For now, we will ask the model to classify the intent of a given sentence <u>without providing</u> any additional context. Please note that, since we want to (potentially) limit the choice of the LLM to a predefined list of intents (i.e., the set of labels of our dataset), we will also provide this list to the model.\
*Example of prompt*:\
Which is the intent of the following sentence?\
Choose among: label1, label2, ...
<br><br>

**Hint**: For those data instances whose intent is the concatenation of two intents (i.e., `atis_flight#atis_airfare`), consider only the first one.

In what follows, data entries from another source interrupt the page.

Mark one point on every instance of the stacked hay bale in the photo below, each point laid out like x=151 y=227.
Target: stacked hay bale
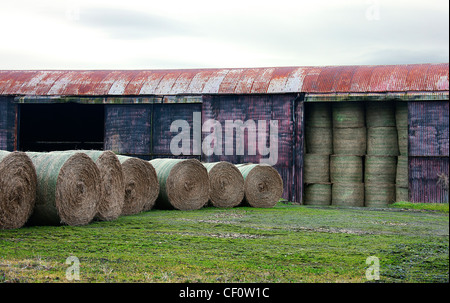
x=349 y=147
x=226 y=184
x=68 y=188
x=141 y=185
x=263 y=186
x=112 y=181
x=382 y=152
x=319 y=146
x=18 y=183
x=401 y=119
x=184 y=184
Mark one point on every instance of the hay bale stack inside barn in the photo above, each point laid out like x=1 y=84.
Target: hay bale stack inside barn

<u>Suggestion</u>: To increase speed, switch to a GPU runtime. You can do this by clicking on Runtime → Change runtime type → Hardware accelerator → Select T4 GPU.\
If you encounter an `OutOfMemoryError`, try restarting the session by clicking on Runtime → Restart session.

In [None]:
# your code here

#### Few-Shot Learning
When we provide the LLM with additional context to be leveraged for generating an answer, this is known as *in-context learning* (ICL).\
A common technique to perform ICL involves including one or more **additional examples** of questions (or instructions) and their expected answers in the prompt.\
This can be useful for several reasons: telling the model the required output format, both in terms of structure and style, making the model reason about the provided examples to better adapt to the (new) task, tailoring model's responses to a user's specific needs, ...\
All of this is done directly at inference, without the need of further training the model, simply by leveraging the reasoning and generalization capabilities of LLMs.\
When no examples are provided, as in the previous point of the exercise, we talk about **zero-shot** learning. Conversely, when we supply additional input-output examples in the model's prompt, we talk about **few-shot** learning or $k$-shot learning, where $k$ represents the number of ICL examples.\
Examples can be selected according to different strategies, either randomly or in a more clever way, but please note that they <u>must be chosen from the training set</u> to avoid *data leakage*.
<br><br>

Now, try to implement few-shot learning by modifying the previous point of the exercise so that the prompt can include $k$ additional examples.

In [None]:
# your code here

Try with different $k$ values, e.g., $k \in [1, 3, 5, 10]$, and see if and how the model's performance changes.

In [None]:
# your code here

Until now, we have used the [Phi-4-mini-instruct](https://huggingface.co/microsoft/Phi-4-mini-instruct) 3.8B model, i.e., `microsoft/Phi-4-mini-instruct`, but there are plenty of LLMs!\
Try another model of your choice, e.g., [Mistral-Instruct](https://huggingface.co/mistralai/Mistral-7B-Instruct-v0.3) 7B `mistralai/Mistral-7B-Instruct-v0.3`. Remember to always keep in mind the GPU memory constraints you have.
<br><br>

**Hint**: To download and use certain models, it may be needed to request access to them (e.g., [Llama3.2-Instruct](https://huggingface.co/meta-llama/Llama-3.2-3B-Instruct) 3B). This can be done from the Hugging Face model page after logging in. Once access is granted, you need to create your personal access token (go to your HF profile, Settings → Access Tokens → Create new token) and authenticate using it when downloading both the model and the tokenizer.\
To authenticate, you can either use the additional `token` parameter in the `from_pretrained()` method or via the [HF Command Line Interface](https://huggingface.co/docs/huggingface_hub/guides/cli).
```
model_tag = 'MODEL_TAG'
HF_TOKEN = 'MY_HF_TOKEN'

model = AutoModelForCausalLM.from_pretrained(model_tag, torch_dtype=torch.float16, token=HF_TOKEN, device_map=device)
tokenizer = AutoTokenizer.from_pretrained(model_tag, token=HF_TOKEN)
```

In [None]:
# your code here

After analyzing the performance of the different settings and/or models, here you can find some questions to reason about the results:
- What is the performance in the zero-shot learning setting? (i.e., $k=0$)
- How does it change when providing one additional example? (i.e., $k=1$)
- What happens when increasing the number of ICL examples?
- If you tested additional models, which one performs best in the zero-shot and few-shot learning settings?
- What challenges or limitations did you observe?